Над трубами домов поднимался дым. Он стелился по крышам, сползал вниз к голым ветвям деревьев. Ветер рвал его на клочья. Над городом нависли низкие темные облака.
«Полседьмого…» — подумала София и посмотрела на миниатюрные золотые часики, приколотые к отвороту. Было пол-одиннадцатого.
«Через восемь часов… Что мне делать все это время?» — спрашивала она себя.
Вернуться домой, попытаться читать, думать… Нет! Тогда не остается ничего другого, как бесцельно бродить по улицам. Прежде она никогда так не делала, но сейчас ей хотелось ни о чем не думать, погрузиться в ожидание, в сладостное и мучительное томление, которое овладело всем ее существом.
София дошла до конца улицы у церкви св. Петки, и с вершины холма ей открылась панорама Пловдива. В тусклом свете дня, окутанный дымкой, он казался далеким, как мираж. Никогда прежде город не казался ей таким необыкновенно красивым. Как странно устроены глаза у людей!

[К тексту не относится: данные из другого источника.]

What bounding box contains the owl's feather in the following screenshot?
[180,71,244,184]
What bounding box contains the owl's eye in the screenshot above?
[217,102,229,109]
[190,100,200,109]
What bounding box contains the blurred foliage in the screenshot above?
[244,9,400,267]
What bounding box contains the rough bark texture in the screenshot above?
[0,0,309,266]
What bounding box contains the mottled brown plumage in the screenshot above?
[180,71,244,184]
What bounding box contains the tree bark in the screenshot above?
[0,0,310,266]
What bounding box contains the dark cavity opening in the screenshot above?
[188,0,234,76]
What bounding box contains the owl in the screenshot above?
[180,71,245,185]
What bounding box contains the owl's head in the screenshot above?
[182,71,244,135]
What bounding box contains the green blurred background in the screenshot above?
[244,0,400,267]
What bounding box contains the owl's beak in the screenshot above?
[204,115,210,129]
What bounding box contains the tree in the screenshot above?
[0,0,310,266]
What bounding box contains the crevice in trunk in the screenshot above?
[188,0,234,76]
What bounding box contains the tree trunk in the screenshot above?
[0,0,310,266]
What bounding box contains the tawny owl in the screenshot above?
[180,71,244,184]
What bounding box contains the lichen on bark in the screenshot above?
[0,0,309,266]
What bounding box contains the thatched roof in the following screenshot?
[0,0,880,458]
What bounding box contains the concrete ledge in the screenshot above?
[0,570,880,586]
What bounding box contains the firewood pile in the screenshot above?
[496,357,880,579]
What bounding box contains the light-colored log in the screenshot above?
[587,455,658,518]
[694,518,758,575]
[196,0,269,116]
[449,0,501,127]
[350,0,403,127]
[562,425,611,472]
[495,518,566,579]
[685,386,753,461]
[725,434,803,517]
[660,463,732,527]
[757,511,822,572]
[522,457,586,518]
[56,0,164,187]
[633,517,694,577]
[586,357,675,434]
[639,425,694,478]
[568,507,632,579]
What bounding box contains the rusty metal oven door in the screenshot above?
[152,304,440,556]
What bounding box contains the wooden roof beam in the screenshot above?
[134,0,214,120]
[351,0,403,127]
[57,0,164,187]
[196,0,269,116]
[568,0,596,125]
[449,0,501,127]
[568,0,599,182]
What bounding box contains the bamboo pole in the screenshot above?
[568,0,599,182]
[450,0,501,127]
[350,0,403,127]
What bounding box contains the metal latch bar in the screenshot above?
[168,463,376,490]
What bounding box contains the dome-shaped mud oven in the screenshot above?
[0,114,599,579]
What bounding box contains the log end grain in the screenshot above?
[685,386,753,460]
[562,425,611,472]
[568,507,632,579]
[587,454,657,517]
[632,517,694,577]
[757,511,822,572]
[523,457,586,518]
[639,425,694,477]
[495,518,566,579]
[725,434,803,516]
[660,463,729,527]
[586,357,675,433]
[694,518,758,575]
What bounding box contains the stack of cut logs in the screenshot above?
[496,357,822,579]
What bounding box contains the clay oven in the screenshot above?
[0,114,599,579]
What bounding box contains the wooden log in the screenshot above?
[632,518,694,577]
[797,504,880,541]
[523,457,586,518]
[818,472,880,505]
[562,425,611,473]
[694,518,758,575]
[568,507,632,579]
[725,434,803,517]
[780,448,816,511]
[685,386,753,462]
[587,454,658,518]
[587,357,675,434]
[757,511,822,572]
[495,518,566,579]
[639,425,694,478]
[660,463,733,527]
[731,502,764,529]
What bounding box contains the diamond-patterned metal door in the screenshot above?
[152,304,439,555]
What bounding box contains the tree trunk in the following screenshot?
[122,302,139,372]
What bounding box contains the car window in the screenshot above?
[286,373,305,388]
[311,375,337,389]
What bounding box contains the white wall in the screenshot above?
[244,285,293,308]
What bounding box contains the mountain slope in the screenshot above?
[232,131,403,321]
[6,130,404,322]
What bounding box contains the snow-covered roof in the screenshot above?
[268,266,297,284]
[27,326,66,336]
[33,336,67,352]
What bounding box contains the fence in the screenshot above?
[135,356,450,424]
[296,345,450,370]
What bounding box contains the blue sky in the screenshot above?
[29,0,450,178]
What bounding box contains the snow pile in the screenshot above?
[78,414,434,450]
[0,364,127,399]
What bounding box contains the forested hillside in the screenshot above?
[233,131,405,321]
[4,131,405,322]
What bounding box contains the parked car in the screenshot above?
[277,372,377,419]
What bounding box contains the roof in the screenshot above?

Порыв холодного северного ветра заставил ее отвернуть лицо. Подняв взгляд, она увидела на юге силуэт Бунарджика — немой и загадочный.
Сердце ее вновь сильно забилось, в груди стало тепло, и некоторое время она стояла на ледяном ветру, прикрыв глаза, взволнованная и счастливая.
Потом спустилась по ступеням в скале и направилась к Тепеалты.
После полудня пошел снег — первый с начала этой зимы. Он был настолько легкий и сухой и шел так недолго, что лишь посеребрил крыши домов и брусчатку улиц…
Когда часы пробили шесть, София оделась, накинула на голову черный шелковый платок и посмотрела на себя в зеркало. В глазах ее затаенно светилось счастье.
— Я — ненормальная! — произнесла она и быстро вышла, опьяненная сознанием того, что любит его — сильно и самозабвенно, что он — ее судьба.
Еще до наступления сумерек Борис Грозев, одетый в поношенное пальто Косты Калчева, вошел с востока в город, безлюдными улочками, где ветер носил снежинки, добрался до лавки Матея Доцова и, никем не замеченный, проскользнул внутрь. Кивнув Матею, разговаривавшему с каким-то покупателем, прошел дальше, в мастерскую.
Пахло смолой, было тепло и уютно. В полумраке он увидел на столе свечу, чиркнув спичкой, зажег ее.
Потом снял пальто, сел на ящик возле стола и вынул из кармана «Виннер цайтунг» — газету, которой снабжал его Илич. Просмотрел первую страницу, останавливаясь на заголовках, касающихся войны, потом опустил голову и задумался.